HDP blasts Turkey ban on words Kurdistan, genocide

"We will not keep quiet. We will call the Kurds, Kurdish. We will call Kurdistan, Kurdistan."

ERBIL, Kurdistan Region (Kurdistan24) - Turkey's pro-Kurdish Peoples' Democratic Party (HDP) on Friday lambasted a recent resolution by the Turkish government to ban the use of the words 'Kurdistan' and genocide' at the Parliament.

HDP’s spokesperson Osman Baydemir said they wouldn't abide by the new regulation that President Recep Tayyip Erdogan’s ruling Justice and Development Party (AKP), and its far-right ally in the Nationalist Movement Party (MHP) ratified last week.

"We will not keep quiet. We will call the Kurds, Kurdish. We will call Kurdistan, Kurdistan. And if there has been a genocide somewhere, we will name it genocide.
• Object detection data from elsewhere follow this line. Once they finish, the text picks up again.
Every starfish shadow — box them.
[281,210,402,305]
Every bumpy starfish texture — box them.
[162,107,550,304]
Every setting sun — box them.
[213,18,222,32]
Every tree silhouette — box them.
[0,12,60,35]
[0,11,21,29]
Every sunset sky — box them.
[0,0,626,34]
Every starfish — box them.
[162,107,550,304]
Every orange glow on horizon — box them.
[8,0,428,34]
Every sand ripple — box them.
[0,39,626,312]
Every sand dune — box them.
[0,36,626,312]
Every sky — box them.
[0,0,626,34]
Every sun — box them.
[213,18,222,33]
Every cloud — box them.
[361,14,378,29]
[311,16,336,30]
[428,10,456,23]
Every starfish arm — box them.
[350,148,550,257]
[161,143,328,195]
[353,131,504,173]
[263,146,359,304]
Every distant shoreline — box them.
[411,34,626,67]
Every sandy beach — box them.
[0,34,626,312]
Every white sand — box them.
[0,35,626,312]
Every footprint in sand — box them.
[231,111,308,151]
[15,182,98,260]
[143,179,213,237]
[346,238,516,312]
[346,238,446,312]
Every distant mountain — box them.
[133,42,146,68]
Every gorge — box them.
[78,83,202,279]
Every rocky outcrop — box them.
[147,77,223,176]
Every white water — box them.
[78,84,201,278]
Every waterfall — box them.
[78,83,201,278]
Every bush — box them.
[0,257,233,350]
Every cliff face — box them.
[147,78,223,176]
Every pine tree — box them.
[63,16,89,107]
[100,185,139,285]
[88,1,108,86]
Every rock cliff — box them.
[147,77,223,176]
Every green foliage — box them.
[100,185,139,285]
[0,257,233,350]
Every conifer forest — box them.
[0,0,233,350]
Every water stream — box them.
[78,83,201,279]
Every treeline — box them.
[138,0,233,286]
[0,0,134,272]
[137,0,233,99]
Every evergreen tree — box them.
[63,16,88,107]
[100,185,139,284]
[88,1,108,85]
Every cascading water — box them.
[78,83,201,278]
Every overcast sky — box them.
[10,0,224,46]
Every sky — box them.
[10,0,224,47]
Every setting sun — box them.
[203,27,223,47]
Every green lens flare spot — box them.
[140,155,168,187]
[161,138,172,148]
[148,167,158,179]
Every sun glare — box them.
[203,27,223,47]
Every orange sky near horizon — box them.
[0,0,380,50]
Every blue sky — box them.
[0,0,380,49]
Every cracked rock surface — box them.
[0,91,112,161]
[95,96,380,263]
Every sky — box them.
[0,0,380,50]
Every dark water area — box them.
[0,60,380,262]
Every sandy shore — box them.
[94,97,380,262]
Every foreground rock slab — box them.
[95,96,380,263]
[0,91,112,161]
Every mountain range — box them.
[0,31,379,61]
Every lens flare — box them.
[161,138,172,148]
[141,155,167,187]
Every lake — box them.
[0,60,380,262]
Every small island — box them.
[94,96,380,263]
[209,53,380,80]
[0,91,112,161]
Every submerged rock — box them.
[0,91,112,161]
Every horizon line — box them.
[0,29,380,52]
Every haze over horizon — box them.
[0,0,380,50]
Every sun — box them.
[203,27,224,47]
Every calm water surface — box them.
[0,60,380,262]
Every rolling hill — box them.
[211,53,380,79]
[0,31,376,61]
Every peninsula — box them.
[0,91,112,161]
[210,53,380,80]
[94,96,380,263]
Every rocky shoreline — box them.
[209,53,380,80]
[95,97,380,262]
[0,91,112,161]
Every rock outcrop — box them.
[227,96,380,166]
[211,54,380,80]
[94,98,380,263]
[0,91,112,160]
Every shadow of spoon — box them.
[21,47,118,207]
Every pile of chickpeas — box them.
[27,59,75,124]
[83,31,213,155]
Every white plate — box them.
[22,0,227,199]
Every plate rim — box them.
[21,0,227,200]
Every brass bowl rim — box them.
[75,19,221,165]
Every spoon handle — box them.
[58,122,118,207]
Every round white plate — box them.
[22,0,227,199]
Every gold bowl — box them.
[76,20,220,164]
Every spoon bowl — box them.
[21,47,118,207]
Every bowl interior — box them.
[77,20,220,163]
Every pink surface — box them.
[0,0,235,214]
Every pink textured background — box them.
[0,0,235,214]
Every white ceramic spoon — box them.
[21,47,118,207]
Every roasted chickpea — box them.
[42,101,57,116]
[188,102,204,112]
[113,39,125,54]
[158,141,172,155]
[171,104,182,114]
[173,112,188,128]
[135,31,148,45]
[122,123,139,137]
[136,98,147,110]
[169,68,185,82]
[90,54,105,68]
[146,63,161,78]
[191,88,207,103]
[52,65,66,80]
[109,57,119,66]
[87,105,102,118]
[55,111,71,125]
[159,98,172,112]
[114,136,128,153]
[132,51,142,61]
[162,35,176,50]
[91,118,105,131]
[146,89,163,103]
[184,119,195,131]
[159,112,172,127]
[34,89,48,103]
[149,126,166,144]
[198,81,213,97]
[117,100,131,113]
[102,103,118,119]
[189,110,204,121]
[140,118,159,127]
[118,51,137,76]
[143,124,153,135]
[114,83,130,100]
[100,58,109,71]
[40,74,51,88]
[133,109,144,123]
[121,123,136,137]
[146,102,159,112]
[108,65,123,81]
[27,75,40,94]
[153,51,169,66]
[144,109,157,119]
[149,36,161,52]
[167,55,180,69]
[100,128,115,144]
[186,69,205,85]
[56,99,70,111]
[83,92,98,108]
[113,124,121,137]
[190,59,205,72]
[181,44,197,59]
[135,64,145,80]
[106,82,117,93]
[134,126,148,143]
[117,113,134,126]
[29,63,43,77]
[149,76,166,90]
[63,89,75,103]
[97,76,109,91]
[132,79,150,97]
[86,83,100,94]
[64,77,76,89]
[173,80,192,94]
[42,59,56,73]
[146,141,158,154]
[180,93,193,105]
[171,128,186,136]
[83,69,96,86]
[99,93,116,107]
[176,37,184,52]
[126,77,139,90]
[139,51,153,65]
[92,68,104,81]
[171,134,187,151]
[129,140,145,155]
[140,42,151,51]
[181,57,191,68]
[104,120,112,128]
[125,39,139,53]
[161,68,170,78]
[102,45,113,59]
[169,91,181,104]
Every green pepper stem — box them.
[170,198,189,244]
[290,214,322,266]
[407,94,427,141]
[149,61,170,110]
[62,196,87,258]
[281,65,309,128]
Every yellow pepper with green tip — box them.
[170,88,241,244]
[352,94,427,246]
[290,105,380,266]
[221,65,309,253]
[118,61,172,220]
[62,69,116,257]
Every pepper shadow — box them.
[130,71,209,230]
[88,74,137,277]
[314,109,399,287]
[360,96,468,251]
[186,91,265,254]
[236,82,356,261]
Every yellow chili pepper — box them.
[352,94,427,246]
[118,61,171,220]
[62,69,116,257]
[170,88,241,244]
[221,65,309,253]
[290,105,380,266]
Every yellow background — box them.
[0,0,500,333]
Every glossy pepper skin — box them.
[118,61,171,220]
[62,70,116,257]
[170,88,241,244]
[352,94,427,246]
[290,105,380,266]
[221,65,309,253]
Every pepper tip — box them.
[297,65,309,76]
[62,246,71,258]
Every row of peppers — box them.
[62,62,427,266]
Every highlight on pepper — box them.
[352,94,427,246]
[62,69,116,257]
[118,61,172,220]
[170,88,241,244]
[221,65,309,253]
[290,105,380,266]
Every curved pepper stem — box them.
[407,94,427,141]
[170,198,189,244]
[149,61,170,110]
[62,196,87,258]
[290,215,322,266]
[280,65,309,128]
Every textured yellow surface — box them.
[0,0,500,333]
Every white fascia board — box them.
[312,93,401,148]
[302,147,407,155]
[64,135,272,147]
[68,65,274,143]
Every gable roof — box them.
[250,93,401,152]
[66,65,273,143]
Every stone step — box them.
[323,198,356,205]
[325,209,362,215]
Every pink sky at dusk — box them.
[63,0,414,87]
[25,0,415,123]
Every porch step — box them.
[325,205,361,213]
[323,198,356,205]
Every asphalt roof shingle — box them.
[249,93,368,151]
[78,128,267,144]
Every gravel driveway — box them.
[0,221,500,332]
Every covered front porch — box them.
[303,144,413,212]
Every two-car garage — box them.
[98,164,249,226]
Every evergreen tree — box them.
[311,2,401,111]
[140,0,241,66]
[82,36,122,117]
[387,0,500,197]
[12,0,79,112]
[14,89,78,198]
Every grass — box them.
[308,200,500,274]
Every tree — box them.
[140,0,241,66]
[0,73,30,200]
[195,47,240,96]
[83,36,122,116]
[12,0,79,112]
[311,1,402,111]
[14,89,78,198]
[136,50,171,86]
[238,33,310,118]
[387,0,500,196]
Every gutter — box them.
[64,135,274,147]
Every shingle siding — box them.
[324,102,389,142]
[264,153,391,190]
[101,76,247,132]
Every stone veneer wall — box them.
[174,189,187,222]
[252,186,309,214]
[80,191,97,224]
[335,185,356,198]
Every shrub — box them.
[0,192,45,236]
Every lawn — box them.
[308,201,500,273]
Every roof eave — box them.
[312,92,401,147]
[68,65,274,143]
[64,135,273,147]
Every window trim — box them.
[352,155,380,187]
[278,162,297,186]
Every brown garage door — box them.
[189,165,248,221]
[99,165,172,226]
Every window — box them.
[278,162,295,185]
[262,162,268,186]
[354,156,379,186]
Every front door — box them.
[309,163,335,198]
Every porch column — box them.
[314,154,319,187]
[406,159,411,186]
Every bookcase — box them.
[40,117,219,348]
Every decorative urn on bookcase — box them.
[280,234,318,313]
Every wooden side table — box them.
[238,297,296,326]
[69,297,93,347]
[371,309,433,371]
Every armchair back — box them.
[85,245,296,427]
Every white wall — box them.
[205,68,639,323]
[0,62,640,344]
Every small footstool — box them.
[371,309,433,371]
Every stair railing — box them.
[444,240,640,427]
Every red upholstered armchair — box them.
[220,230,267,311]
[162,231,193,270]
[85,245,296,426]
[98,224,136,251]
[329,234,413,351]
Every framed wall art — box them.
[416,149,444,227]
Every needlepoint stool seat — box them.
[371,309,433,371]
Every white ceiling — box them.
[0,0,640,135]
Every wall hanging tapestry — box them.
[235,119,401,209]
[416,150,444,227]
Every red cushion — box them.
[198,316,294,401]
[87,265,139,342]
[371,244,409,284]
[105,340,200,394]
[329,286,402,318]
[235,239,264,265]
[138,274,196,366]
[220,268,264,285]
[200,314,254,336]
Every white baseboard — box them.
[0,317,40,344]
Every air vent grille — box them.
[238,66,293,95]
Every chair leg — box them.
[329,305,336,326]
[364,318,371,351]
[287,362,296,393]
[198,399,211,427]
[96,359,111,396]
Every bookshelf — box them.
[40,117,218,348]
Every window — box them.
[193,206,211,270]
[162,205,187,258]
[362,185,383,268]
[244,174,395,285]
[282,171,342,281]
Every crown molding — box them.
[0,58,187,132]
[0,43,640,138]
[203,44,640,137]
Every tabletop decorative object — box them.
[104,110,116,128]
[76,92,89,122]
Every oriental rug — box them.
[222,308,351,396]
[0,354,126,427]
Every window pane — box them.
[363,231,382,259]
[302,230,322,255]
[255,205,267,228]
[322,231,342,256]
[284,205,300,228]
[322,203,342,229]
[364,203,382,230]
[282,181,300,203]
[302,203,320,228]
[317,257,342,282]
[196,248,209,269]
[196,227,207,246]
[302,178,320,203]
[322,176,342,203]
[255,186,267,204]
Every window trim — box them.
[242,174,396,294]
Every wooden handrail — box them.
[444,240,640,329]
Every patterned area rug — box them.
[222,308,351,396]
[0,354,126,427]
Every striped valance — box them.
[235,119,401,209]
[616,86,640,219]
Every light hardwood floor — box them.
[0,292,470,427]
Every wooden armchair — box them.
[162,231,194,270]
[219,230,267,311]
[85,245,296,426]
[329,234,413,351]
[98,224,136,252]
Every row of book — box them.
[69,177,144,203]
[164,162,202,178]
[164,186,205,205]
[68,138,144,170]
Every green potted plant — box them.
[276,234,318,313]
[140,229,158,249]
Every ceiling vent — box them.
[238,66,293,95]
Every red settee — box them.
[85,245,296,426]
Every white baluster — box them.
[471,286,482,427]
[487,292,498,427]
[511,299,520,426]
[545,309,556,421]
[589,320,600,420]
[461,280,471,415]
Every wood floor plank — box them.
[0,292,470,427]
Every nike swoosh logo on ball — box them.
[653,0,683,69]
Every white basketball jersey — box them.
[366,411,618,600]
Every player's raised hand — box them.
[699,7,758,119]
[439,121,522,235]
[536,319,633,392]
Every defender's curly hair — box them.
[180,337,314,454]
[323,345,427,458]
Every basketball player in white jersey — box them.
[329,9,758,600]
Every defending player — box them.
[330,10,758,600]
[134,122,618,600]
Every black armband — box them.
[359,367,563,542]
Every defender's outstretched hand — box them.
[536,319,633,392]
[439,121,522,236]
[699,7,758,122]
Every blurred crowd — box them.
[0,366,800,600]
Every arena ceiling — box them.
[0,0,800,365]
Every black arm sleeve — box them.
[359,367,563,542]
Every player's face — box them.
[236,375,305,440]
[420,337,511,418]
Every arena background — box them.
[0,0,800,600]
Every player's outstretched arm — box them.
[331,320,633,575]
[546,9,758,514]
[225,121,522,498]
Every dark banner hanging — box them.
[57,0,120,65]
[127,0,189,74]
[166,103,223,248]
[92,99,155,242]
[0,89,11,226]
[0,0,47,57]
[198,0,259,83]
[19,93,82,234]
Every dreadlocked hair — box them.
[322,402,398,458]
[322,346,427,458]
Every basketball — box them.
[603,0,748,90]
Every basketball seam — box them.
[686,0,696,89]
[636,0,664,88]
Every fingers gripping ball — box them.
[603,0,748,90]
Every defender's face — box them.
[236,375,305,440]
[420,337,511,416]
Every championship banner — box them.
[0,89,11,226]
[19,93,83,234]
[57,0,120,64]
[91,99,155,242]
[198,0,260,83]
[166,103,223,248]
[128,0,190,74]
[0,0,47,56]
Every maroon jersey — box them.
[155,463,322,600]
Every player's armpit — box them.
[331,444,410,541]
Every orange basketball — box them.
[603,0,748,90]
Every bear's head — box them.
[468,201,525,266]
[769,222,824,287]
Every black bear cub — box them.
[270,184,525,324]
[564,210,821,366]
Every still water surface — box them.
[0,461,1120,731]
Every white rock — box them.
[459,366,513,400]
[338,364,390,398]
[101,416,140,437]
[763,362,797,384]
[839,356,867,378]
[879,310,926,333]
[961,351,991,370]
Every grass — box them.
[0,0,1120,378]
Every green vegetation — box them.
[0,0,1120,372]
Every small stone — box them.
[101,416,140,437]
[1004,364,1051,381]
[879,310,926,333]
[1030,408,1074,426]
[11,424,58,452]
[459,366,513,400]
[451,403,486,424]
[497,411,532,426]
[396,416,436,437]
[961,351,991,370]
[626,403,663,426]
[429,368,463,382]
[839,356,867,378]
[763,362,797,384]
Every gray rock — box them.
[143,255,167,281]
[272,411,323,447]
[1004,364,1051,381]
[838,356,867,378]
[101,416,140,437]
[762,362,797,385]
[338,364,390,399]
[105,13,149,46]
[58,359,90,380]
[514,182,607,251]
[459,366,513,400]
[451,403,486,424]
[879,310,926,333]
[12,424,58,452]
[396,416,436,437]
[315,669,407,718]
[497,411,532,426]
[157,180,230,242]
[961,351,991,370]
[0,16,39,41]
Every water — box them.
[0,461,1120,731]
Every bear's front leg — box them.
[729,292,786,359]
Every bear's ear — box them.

In other words, we will not bow to fascism," Baydemir, also an MP for the Sanliurfa Province said.

The new law does not explicitly list banned words, terms or phrases but gives outlines on what not to say.

It states that MPs cannot use definitions that are "in violation of the administrative structure" as defined by the "indivisible wholeness" of the Republic of Turkey, thus effectively preventing lawmakers from referring to the Kurdish-majority regions as Kurdistan.

Baydemir along the party's co-leader Serpil Kemalbay has been leading a days-long demonstration in the major Kurdish city of Diyarbakir against Turkish authorities' crackdown on the HDP.

"They are founding a regime in which speech in the Parliament is banned," Baydemir said of the government, reported Kurdistan 24's Diyarbakir Bureau.

Using the term "genocide" in relation to the 1915 systematic extermination and deportation of the Armenian people by the Ottoman government, or "massacre" when referring to the numerous military campaigns against the Kurds since the beginning of the 20th century were also outlawed.

In Ankara, MP Lezgin Botan of the Van Province put a parliamentary question regarding the ban.

Botan asked the Speakership to explain the reasoning behind outlawing 'Kurdistan' in speech despite historical evidence that Kurdish settled areas have for a millennium been known as Kurdistan.

In the several-pages-long question released on HDP website, Botan also reminded that Erdogan himself had used the word 'Kurdistan' in previous speeches in reference to even the country's southeast.

"A nation's historical existence, its linguistic features, and onomastics are realities that cannot be banned or changed with bylaws," Botan stated.

Earlier this week, MP Imam Tascier of Diyarbakir defied the ban at the Parliament.

"I am a Kurd. My mother tongue is Kurdish and where I was born is Kurdistan. That's how it is for thousands of years since my ancestors' times," Tascier said, asking whether he would now be punished.